Haynes and Boone, LLP’s Immigration Practice Group reminds employers with a need for Cap-Subject H-1B petitions – those applications that are subject to the annual numerical limit – that the filing window for Fiscal Year 2016 will open on April 1, 2015. Although an increase in the H-1B Cap was proposed as part of executive action immigration reform, no change has occurred. As such, the number of filed petitions is expected to exceed the Cap once again.

Over the last two years, the Cap has been reached within the first week of the filing period. For Fiscal Year 2015, approximately 172,500 H-1B petitions were filed during the first week and United States Citizenship and Immigration Services (“USCIS”) used a computer-generated random selection process. Experts predict that the Cap will again be met in the first week due to the improving economy and increased workforce hiring. Given the recent trend, employers with a need for H-1B workers should contact their attorney as soon as possible to begin preparing these petitions.

The 2016 Fiscal Year runs from October 1, 2015 to September 30, 2016. Employers will be able to submit new H-1B petitions to USCIS beginning April 1, 2015 (six months before the start of the 2016 Fiscal Year) and approved beneficiaries will be able to commence their H-1B employment on October 1, 2015. USCIS will accept only 65,000 regular petitions (including 6,800 set aside for employees from Chile and Singapore) and 20,000 U.S. Master’s degree (or higher) petitions. If the Cap is reached in the first few days of April 2015 as it was the last two years, USCIS is expected to institute a random lottery process to allocate the Cap amongst those who filed petitions.
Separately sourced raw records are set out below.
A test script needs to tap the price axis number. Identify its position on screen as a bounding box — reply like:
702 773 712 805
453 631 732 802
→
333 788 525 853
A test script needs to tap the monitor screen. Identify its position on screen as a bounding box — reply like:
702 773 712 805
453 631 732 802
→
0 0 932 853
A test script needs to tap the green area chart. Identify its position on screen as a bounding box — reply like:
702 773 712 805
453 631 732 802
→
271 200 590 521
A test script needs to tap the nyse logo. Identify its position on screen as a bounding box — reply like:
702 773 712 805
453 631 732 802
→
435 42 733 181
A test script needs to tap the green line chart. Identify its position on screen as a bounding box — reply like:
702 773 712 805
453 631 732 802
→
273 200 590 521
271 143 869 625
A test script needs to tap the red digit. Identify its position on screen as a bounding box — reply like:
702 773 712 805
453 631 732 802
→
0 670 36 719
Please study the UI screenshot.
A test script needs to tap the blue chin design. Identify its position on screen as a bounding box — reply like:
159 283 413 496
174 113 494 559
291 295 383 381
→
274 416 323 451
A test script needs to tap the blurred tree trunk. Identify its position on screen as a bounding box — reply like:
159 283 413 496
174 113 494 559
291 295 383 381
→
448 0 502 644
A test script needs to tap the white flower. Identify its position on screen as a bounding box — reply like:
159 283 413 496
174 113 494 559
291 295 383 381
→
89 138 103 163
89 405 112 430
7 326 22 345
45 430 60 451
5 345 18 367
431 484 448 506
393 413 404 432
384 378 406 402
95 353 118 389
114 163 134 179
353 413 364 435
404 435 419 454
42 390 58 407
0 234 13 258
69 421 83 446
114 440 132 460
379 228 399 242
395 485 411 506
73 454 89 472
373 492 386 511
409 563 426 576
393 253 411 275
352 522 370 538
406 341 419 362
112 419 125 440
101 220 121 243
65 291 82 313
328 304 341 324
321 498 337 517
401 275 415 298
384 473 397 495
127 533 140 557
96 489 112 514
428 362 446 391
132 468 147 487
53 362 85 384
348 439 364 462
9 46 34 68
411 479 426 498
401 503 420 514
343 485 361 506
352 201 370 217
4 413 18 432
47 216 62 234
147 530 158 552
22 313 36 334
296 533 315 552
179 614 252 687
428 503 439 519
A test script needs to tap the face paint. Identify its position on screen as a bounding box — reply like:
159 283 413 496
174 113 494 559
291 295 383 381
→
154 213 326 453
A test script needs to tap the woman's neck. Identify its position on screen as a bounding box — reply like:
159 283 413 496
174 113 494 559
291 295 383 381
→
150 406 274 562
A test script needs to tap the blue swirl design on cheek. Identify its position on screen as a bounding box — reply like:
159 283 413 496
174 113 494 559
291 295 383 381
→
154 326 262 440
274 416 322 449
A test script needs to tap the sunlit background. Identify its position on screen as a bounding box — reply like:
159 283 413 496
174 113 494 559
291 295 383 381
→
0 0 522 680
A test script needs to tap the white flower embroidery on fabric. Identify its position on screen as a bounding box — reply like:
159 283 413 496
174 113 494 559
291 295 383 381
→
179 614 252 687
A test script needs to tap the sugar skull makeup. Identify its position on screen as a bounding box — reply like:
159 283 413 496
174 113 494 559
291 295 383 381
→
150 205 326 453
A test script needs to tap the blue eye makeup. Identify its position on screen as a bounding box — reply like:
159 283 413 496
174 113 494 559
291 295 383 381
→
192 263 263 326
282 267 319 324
Assessing Your Cap-Subject H-1B Needs

H-1B visas are available for specialty occupations requiring the attainment of a bachelor’s degree or its equivalent. For current or transferring employees, employers should consider who might need to file an H-1B for Fiscal Year 2015:

  • Identify F-1 or J-1 employees (working under their Optional Practical Training Employment Authorization Document) who will need a change of status to H-1B;
  • Determine whether any TN employees (NAFTA professionals) or H-1B1 employees (citizens of Chile and Singapore) might want an H-1B to be eligible to apply for adjustment of status to a permanent resident;
  • Review those employees who are on expiring O visas which are renewable in only one year increments (as compared to the three-year visa period under an H-1B);
  • Check whether your transferring employees who currently hold an H-1B have already been counted against the Cap (note: anyone who is coming to you from an employer that is exempt from the numerical limit (“Cap-Exempt”) will not have been counted toward the Cap and under that transfer, may now fall within the quota); and
  • Consider whether you employ someone in L-1B status (intra-company transferees with specialized knowledge) who might need to switch to an H-1B to gain an additional year of status.

Cap-Exempt Circumstances

Employers may be exempt from the numerical limit in certain situations. These Cap-Exempt situations include: higher education institutions and related non-profits; non-profit or government research organizations; and beneficiaries who have held H-1B status in the last six years (but have not exhausted their entire six-year period).